Todos. É simples. Todos os cães podem ser treinados e reabilitados. E todos nos podem dar tanto! Claro que existem características específicas próprias de cada raça, mas, como costumo dizer, se as pessoas soubessem a quantidade de cães extraordinários que existem, por exemplo, nos canis e que, com o treino adequado, podem ser excelentes cães de família, de terapia e até de assistência, não ficariam tão presas à ideia de uma raça em particular.
Há uma grande diferença entre disciplina e punição…
Diferença total. Uma nada tem a ver com a outra. Antes de mais, há algo que necessita ser entendido: os cães são animais de matilha e cada matilha tem um líder, um “Alfa”. A função deste líder é, sobretudo, proteger a matilha. A matilha confia no líder, segue-o e apoia-o. É o instinto de sobrevivência.
Em casa, connosco, o núcleo familiar é a matilha. Se o dono não assumir uma postura assertiva, se não liderar a “matilha”, o cão vai sentir que terá de ser ele a fazer esse papel. Isto pode levar a comportamentos desajustados que, muitas vezes, são confundidos com agressividade. Infelizmente, muitos ataques de que ouvimos falar acontecem por este motivo. O cão está a tentar proteger a família de algo que percebe como sendo um perigo e ao fazê-lo, acaba por magoar. A disciplina não significa que não possamos premiar os nossos cães com festas ou biscoitos. Apenas que temos de ser assertivos quando damos um comando e assumir uma postura disciplinadora quando o animal não obedece. Para o seu próprio bem. Isto transmite segurança aos cães, não medo, ao contrário da punição. Punir um animal condiciona o seu comportamento através do trauma. E o resultado acaba por ser desastroso. Ter um animal medroso e nervoso é indesejável a todos os níveis.
Qual a situação mais complicada que já teve em mãos?
Tive um caso há anos, um cão – que não pertencia a nenhuma das raças classificadas como perigosas ou potencialmente perigosas – que atacou uma das donas com gravidade, mordendo-a na face. A senhora precisou de várias cirurgias para recuperar. O animal foi considerado um caso perdido por dois treinadores, que recomendaram o abate.
Só que as donas não se conformaram com isto e contactaram-me. Posso dizer com muita satisfação que o animal ainda está vivo e continua a viver com as mesmas donas. Não houve mais ataques, vivem tranquilamente. Aprenderam a ser donas daquele animal. Compreenderam os motivos que levaram ao comportamento que provocou o ataque e não desistiram do seu cão. Isto é muito importante. Ao ajudar o seu cão, ajudaram-se também a si próprias, porque ultrapassaram o medo e o trauma.
Em Portugal não existe a profissão de treinador de cães. Mas existem vários treinadores e escolas, com métodos de trabalho muito diferentes. Há alguns perigos nisso?

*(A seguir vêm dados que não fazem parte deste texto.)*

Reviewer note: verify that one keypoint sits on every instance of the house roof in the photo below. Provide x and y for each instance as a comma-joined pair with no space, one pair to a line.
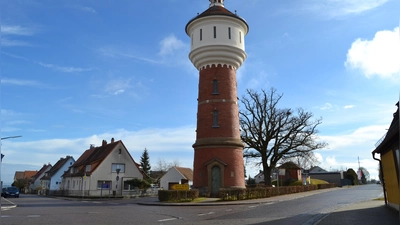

Muitos. Para as pessoas, que não têm quaisquer garantias sobre quem estão a contratar, embora possam – e devam – pedir evidências da formação e todos os esclarecimentos sobre o método de trabalho daquele profissional. Para os animais, que acabam, muitas vezes, por sofrer nas mãos de pessoas pouco habilitadas.
O método de trabalho que desenvolvi e que defendo, faz com que o animal nunca se afaste do dono para que o laço entre ambos não só não seja quebrado, mas saia fortalecido. Também nunca usei métodos de contenção violentos ou punição, além de um tom de voz mais alto e uma postura assertiva. Da mesma forma, também não utilizo biscoitos ou outras recompensas durante o treino. Isto por um motivo muito simples: o animal tem de se focar no dono, não na recompensa. E o dono tem de conseguir, a todo o momento, fazer com que o cão o siga e obedeça sem precisar de biscoitos ou sem ter de castigar seja de que forma for.